Palo Alto Research Center, Palo Alto, California 94304, USA.
Mol Cell Proteomics. 2013 Apr;12(4):1026-35. doi: 10.1074/mcp.M112.026641. Epub 2013 Feb 11.
Lectin-glycan interactions have critical functions in multiple normal and pathological processes, but the binding partners and functions for many glycans and lectins are not known. An important step in better understanding glycan-lectin biology is enabling systematic quantification and analysis of the interactions.
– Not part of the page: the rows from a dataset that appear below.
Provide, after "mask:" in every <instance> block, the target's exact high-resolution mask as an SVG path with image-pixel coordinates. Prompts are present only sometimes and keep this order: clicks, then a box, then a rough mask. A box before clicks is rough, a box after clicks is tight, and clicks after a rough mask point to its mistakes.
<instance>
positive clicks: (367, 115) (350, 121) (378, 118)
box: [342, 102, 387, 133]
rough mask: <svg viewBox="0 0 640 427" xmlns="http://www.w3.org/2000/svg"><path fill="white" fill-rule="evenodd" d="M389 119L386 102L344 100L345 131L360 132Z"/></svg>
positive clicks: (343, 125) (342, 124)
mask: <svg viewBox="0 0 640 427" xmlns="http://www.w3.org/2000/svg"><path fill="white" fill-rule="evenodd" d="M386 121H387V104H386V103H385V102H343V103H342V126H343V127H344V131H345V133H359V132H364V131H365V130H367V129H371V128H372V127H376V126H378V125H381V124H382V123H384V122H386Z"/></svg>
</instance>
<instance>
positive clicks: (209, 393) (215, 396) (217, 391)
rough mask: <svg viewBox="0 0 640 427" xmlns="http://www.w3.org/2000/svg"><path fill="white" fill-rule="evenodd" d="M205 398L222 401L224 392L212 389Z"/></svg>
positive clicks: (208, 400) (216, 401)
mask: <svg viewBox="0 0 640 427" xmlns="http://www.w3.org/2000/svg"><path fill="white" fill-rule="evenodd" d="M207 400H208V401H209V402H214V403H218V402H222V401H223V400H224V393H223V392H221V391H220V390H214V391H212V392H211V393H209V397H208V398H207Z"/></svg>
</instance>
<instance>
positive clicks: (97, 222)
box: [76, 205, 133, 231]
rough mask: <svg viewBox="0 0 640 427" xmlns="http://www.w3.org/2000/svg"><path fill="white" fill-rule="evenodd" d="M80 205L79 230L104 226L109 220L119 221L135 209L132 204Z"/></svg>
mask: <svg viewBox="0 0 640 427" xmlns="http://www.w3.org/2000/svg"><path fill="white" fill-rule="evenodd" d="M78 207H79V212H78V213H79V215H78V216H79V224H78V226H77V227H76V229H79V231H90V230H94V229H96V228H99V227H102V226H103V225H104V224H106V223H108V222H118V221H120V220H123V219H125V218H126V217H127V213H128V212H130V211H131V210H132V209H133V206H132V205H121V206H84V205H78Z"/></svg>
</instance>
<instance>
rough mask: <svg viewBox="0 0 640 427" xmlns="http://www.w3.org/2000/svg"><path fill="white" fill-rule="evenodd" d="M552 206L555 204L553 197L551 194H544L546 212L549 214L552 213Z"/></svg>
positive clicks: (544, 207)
Glycan arrays can provide the experimental information for such analyses, and the thousands of glycan array datasets available through the Consortium for Functional Glycomics provide the opportunity to extend the analyses to a broad scale. We developed software, based on our previously described Motif Segregation algorithm, for the automated analysis of glycan array data, and we analyzed the entire storehouse of 2883 datasets from the Consortium for Functional Glycomics. We mined the resulting database to make comparisons of specificities across multiple lectins and comparisons between glycans in their lectin receptors. Of the lectins in the database, viral lectins were the most different from other organism types, with specificities nearly always restricted to sialic acids, and mammalian lectins had the most diverse range of specificities. Certain mammalian lectins were unique in their specificities for sulfated glycans. Simple modifications to a lactosamine core structure radically altered the types of lectins that were highly specific for the glycan. Unmodified lactosamine was specifically recognized by plant, fungal, viral, and mammalian lectins; sialylation shifted the binding mainly to viral lectins; and sulfation resulted in mainly mammalian lectins with the highest specificities. We anticipate that this analysis program and database will be valuable in fundamental glycobiology studies, detailed analyses of lectin specificities, and practical applications in translational research.
凝集素-糖相互作用在多种正常和病理过程中具有关键功能,但许多糖和凝集素的结合伙伴和功能尚不清楚。更好地了解糖-凝集素生物学的一个重要步骤是能够系统地定量和分析相互作用。糖芯片可以为这些分析提供实验信息,而通过功能糖组学联合会提供的数千个糖芯片数据集为扩展分析提供了机会。我们开发了一种软件,该软件基于我们之前描述的 Motif Segregation 算法,用于自动分析糖芯片数据,并分析了功能糖组学联合会的整个 2883 个数据集存储库。我们挖掘了由此产生的数据库,以比较多种凝集素之间的特异性,以及它们在凝集素受体中的糖之间的特异性。在数据库中的凝集素中,病毒凝集素与其他生物体类型的差异最大,特异性几乎总是局限于唾液酸,而哺乳动物凝集素的特异性范围最广。某些哺乳动物凝集素在其对硫酸化糖的特异性方面是独特的。乳糖胺核心结构的简单修饰极大地改变了高度特异性糖的凝集素类型。未修饰的乳糖胺被植物、真菌、病毒和哺乳动物凝集素特异性识别;唾液酸化将结合主要转移到病毒凝集素;而硫酸化则主要导致具有最高特异性的哺乳动物凝集素。我们预计,该分析程序和数据库将在基础糖生物学研究、凝集素特异性的详细分析以及转化研究中的实际应用中具有重要价值。